Atas kontribusinya dalam bidang pendidikan, Ki Hajar Dewantara mendapat gelar Doktor Honoris Causa dalam Ilmu Kebudayaan dari Universitas Gajah Madha, Yogyakarta.

Meski identik dengan seluk beluk dunia pendidikan, Ki Hadjar Dewantara lebih dulu aktif pada bidang politik dan jurnalistik.

Sepuluh tahun sebelum membuat sekolah Taman Siswa, Ki Hadjar lebih dulu mendirikan Nationaal Indische Partij atau Partai Hindia pada 1912 bersama Doewes Dekker dan Tjipto Mangoenkoesoemo. Partai tersebut dikenal sebagai partai  pertama yang ada di Hindia Belanda pasa saat itu. 

Berjuang di Jalur Pendidikan dan Jurnalistik

Namun, ia merasa perjuangan melalui bidang politik belum bisa menyentuh jiwa manusia yang paling mendasar. Menurut Ki Hajar Dewantara, jiwa merdeka tidak mungkin dapat masuk ke hati seseorang apabila hanya pidato-pidato politik. 

Akhirnya Ki Hajar Dewantara memilih jalan pendidikan sebagai sarana perjuangan untuk menghasilkan manusia baru di Indonesia yang sadar akan rasa kebangsaan dan mempunyai jiwa merdeka. 

Ki Hajar Dewantara juga pernah menjadi wartawan untuk beberapa media.

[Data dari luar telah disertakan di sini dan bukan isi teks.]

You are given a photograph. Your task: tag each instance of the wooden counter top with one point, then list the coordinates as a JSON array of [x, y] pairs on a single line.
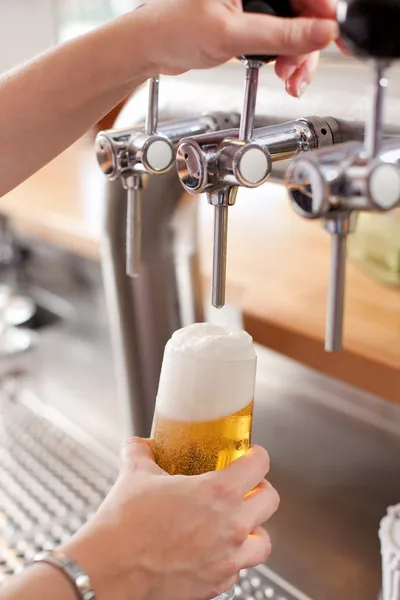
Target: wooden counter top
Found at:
[[278, 268], [61, 204]]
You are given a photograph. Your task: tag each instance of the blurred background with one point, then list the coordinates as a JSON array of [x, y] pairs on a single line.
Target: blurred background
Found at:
[[81, 344]]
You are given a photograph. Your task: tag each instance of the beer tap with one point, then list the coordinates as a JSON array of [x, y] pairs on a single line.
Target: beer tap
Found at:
[[147, 152], [133, 154], [219, 166], [334, 184]]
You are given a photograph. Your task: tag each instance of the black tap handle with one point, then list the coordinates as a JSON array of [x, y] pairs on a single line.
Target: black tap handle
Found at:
[[276, 8], [370, 28]]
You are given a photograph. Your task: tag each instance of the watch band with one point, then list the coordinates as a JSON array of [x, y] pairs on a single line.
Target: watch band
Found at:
[[71, 569]]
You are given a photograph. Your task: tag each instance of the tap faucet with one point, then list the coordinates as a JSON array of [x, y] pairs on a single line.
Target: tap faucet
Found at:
[[132, 155], [335, 184], [219, 163], [240, 161]]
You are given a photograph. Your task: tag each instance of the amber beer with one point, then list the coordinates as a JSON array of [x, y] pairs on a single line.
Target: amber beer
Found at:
[[204, 406]]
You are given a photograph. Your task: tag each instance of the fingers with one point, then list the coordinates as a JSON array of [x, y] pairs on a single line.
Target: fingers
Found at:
[[136, 454], [325, 9], [286, 66], [246, 472], [262, 34], [259, 505], [255, 550], [298, 80]]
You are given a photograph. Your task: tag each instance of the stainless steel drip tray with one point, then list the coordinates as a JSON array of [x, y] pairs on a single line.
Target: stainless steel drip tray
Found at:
[[335, 456], [53, 476]]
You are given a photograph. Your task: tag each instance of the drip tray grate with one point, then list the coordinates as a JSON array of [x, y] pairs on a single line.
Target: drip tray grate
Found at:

Melalui sarana pers dan 
politik, Ki Hajar Dewantara membuktikan kualitas dan jasanya sebagai perintis perjuangan Kemerdekaan Nasional.

Sebagai wartawan, ia mengkritik pemerintahan Hindia Belanda yang ketika itu dinilainya bobrok. Akibat tulisan-tulisan kritis tersebur, Ki Hajar Dewantara pernah dipenjara di Semarang dan Pekalongan serta pernah merasakan 'dibuang' ke Belanda.

Disebutkan bahwa sebagai wartawan Ki Hajar Dewantara bukan saja pandai dan mahir menulis, tetapi juga memanfaatkan secara optimal media pers sebagai alat perjuangan untuk membentuk opini publik guna melawan pemerintah kolonial Belanda. 

Dalam pidatonya, Ki Hadjar Dewantara sering menyampaikan gagasan dan pokok pikiran mengenai kemerdekaan bangsa dan kecaman terhadap setiap penindasan juga perkosaan terhadap kemanusiaan. 

Lahir di Yogyakarta, 2 Mei 1889 dan dikenang sebagai Bapak Pendidikan Indonesia, kini setiap 2 Mei dirayakan sebagai Hari Pendidikan Nasional.